El hombre hace un breve silencio. Yo lo veo, lo imagino sosteniendo el cuadro apenas el teniente general se lo pasa. Me descubre en el pensamiento. Abre las manos y tengo la sensación de que lo sostiene. Lo acomoda en el aire y avanza por ese pasillo que nadie sabe a dónde conduce.
–Hice todo tal como había practicado –continúa–. Después, los aplausos. Cuando el acto terminó, el teniente general me dijo llévelo a mi despacho.
Lo imagino apoyando el cuadro lentamente en el piso para que el marco no se dañe. Lo imagino, también, dejando caer ese cuadro que revienta contra el piso y el vidrio estalla en cientos de pedazos.
Hacemos silencio. Quiero que me cuente qué hicieron después con esos cuadros porque eran dos aunque yo lo imagine bajando solo uno.
Su mujer nos mira desde la puerta. Ya no se esconde detrás de las cortinas. El hombre se levanta y mientras jugueteo con la cámara, me dice:
–Para un hombre, basta un gesto.
Me sonrío. Suena a frase tanguera. Pienso en mi jefe, su suplemento homenaje. Me detengo en esas palabras que deslizó hace apenas unos segundos: no nací para pasar a la historia. Tengo el título de la nota.

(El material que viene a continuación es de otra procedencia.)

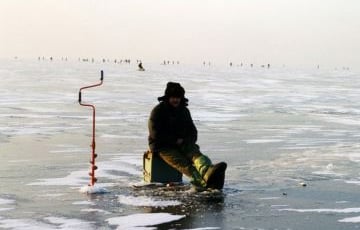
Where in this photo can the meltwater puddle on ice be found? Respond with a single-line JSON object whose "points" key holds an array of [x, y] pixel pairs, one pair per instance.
{"points": [[146, 201], [116, 169], [143, 220], [5, 204], [355, 219]]}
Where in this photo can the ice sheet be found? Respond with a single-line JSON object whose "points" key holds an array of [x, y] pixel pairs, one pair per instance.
{"points": [[146, 201], [143, 220]]}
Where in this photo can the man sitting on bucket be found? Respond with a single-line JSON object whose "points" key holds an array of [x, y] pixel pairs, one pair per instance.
{"points": [[173, 135]]}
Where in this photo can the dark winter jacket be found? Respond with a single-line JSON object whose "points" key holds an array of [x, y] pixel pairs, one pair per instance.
{"points": [[167, 124]]}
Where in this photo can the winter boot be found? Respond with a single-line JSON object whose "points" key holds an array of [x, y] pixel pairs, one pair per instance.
{"points": [[196, 180], [215, 176], [202, 163]]}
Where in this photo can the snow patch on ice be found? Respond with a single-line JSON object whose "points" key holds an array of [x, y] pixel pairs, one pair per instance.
{"points": [[65, 223], [345, 210], [355, 219], [93, 189], [146, 201], [136, 221], [6, 201], [262, 141], [95, 210], [83, 203]]}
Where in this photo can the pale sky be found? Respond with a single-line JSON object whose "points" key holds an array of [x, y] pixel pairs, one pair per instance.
{"points": [[291, 32]]}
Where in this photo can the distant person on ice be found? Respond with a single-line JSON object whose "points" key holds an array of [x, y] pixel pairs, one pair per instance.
{"points": [[173, 135], [141, 68]]}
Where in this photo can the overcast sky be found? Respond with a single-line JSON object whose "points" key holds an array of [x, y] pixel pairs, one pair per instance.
{"points": [[291, 32]]}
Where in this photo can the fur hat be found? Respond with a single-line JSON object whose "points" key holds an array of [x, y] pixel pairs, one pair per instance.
{"points": [[173, 89]]}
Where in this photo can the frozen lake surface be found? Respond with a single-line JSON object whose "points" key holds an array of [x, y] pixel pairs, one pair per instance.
{"points": [[290, 138]]}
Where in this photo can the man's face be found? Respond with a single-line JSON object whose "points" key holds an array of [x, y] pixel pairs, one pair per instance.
{"points": [[174, 101]]}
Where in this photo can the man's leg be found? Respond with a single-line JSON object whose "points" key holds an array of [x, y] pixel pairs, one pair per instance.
{"points": [[180, 162], [213, 175]]}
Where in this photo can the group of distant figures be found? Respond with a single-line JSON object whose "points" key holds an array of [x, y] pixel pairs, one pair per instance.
{"points": [[165, 62], [251, 65]]}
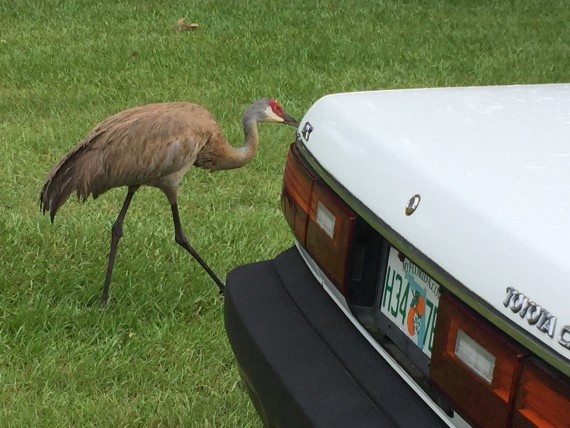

–Eso también me lo decía mi padre –me aclara.
–Me lo imaginaba.
Del otro lado de la calle, un pelotazo revienta contra la medianera de una casa. El gol nos distrae a los dos. Algunos se agarran la cabeza, otros festejan.
–¿Cuándo sale? –me pregunta con cierta timidez–. Por ella –digo y mira hacia donde está su mujer–. Guardó todas las fotos de los diarios. Cada tanto las vuelve a mirar. Nunca me dice nada.
Ante aquella confesión inesperada, quedo atontado. Son apenas segundos.
–Este domingo –le respondo, ahora de pie, dándole mi palabra de que las suyas no han sido en vano.
Aunque no sepa qué piensa hacer mi jefe. Si lo convencerá esta forma de homenaje. Si un hombre cualquiera alcanza para contar la historia.